In 2009, anti-tobacco extremists won adoption of the Tobacco Act, which is likely to effectively prohibit tobacco manufacturers from participating in tobacco harm reduction.
The Tobacco Act forbids manufacturers’ communication with consumers about the relative risks of different tobacco products. This prohibition is not limited to commercial speech (i.e., advertising); it could be applied to essentially any public statement by tobacco company scientists or executives. If a manufacturer wants to market a tobacco product as a lower-risk alternative to cigarettes, Section 911 of the law contains evidentiary requirements that are nearly impossible to fulfill, even though the product already has been proven to be safer than cigarettes.
Section 911 is aptly numbered; it will significantly extend a tragic health crisis for legions of inveterate cigarette smokers.
In order to market a smokeless product as a less harmful alternative to cigarettes, a manufacturer has to satisfy the FDA that (a) the product will “significantly reduce harm and the risk of tobacco-related disease to individual tobacco users; and (b) benefit the health of the population as a whole taking into account both users of tobacco products and persons who do not currently use tobacco products.”
Is it possible to implement a clinical trial that could evidence the population benefit of safer tobacco alternatives?

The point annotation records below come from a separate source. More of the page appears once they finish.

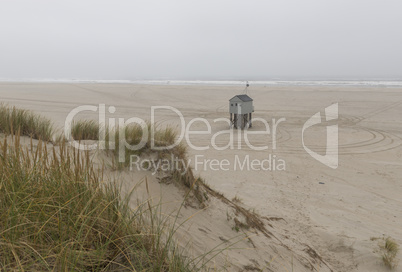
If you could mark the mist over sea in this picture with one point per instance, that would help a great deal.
(351, 83)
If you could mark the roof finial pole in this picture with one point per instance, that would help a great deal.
(245, 90)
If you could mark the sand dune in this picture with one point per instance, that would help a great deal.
(312, 208)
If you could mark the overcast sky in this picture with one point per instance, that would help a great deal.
(299, 39)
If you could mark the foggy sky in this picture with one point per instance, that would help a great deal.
(188, 39)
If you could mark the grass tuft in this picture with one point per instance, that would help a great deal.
(85, 130)
(390, 250)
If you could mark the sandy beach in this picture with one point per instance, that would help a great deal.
(337, 212)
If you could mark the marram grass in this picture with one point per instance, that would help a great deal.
(27, 123)
(57, 213)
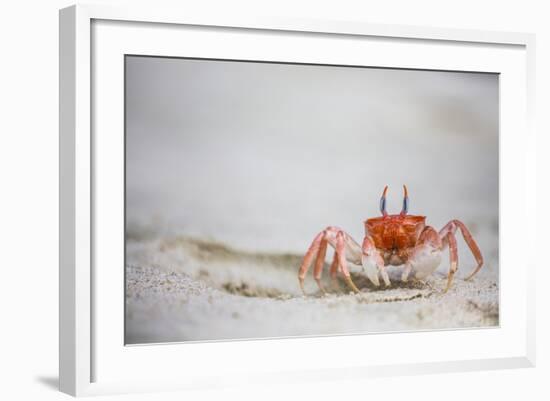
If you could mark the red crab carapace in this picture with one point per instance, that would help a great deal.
(391, 239)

A recent analysis, published in
Regulatory Toxicology and Pharmacology, attempts to provide an answer. The first author of the study (abstract
here) was Lenn Murrelle from Altria; collaborators included statisticians and epidemiologists from consulting firms. It does not provide much hope that a clinical trial will ever be conducted.
Murrelle and colleagues start with some reasonable assumptions. First, they propose to study a very low-risk cigarette alternative such as snus. They designed the clinical trial to include four groups: continuing smokers, smokers who quit altogether, smokers who switch to snus, and nonsmokers. The latter group is important because of the Tobacco Act’s mandate to monitor possible future snus use among those who never used tobacco.
Murrelle used lung cancer as the outcome measure, which was the only practical choice. Smoking is the dominant risk factor for lung cancer, and snus use plays no role in this disease, so this maximizes the differences between continuing smokers and those who quit or switch. In fact, Murrelle assumed that the lung cancer rate among smokers who switch to snus would be the same as that among quitters.
Murrelle et al. found that a clinical trial would need to enroll 8,000 subjects (2,000 in each of the four groups) and follow them for 5 years in order to see differences in lung cancer between smokers who quit or switched to snus, and those who continued to smoke. Most clinical trials enroll a few hundred subjects at most, so 8,000 is an enormous number.
Such a trial, including 5 years of follow-up, would cost tens of millions of dollars. But that’s not the only problem. First, an ethical review board would never permit an investigator to assign a smoker to keep puffing. Challenges with the switch-to-snus group include finding an acceptable product, monitoring compliance and consumption, and determining who pays for the products. The quit-altogether group would be almost impossible to maintain, because sustained quit rates among smokers are so miserable. Finally, it would be terribly awkward to enroll people who don’t currently use tobacco, because they would have to be truthfully informed about the entire study.
The “claim” that might result would be very narrow: “Switching to this (specific) snus product could reduce your risk of lung cancer to the level of quitting tobacco altogether.” Murrelle and colleagues point out that if manufacturers want data for claims involving other diseases and/or products having smaller risk differentials than snus and lung cancer, they might have to enroll up to 10 times the number of subjects. That’s as many as 80,000!
Congress invoked this virtually unattainable population standard under the influence of tobacco prohibitionists. It is important to point out that setting such an extraordinarily high evidentiary bar is unprecedented. For example, consider the lack of such an evidentiary requirement to support the federal requirement for automobile seatbelts, another type of harm reduction. First pioneered by Swedish carmakers Saab and Volvo, (history
here), seat belts were mandated by the federal government for all new automobiles starting January 1, 1968 (regulation
here). While there was adequate laboratory evidence that wearing seat belts provide protection (but in rare instances slightly increase risks, similar to smokeless), there was virtually no population-level proof until this decade that seat belts actually save lives (an
example).
It would have been disastrous if Congress had passed a bill in 1968 requiring population-level evidence before seat belts could be marketed for harm reduction. The same applies to smokeless tobacco.
1 comment:
Doesn't the fact that a smokeless product does not increase environmental carbon monoxide or particulates (tar) fulfill the "(b) benefit the health of the population as a whole taking into account both users of tobacco products and persons who do not currently use tobacco products."? Smokeless tobacco products DRASTICALLY reduce the mortality rate (for tobacco users and non-tobacco users alike) by burning or smoke inhalation, too. ;)
Smokeless tobacco products "benefit the health of the population as a whole" by definition.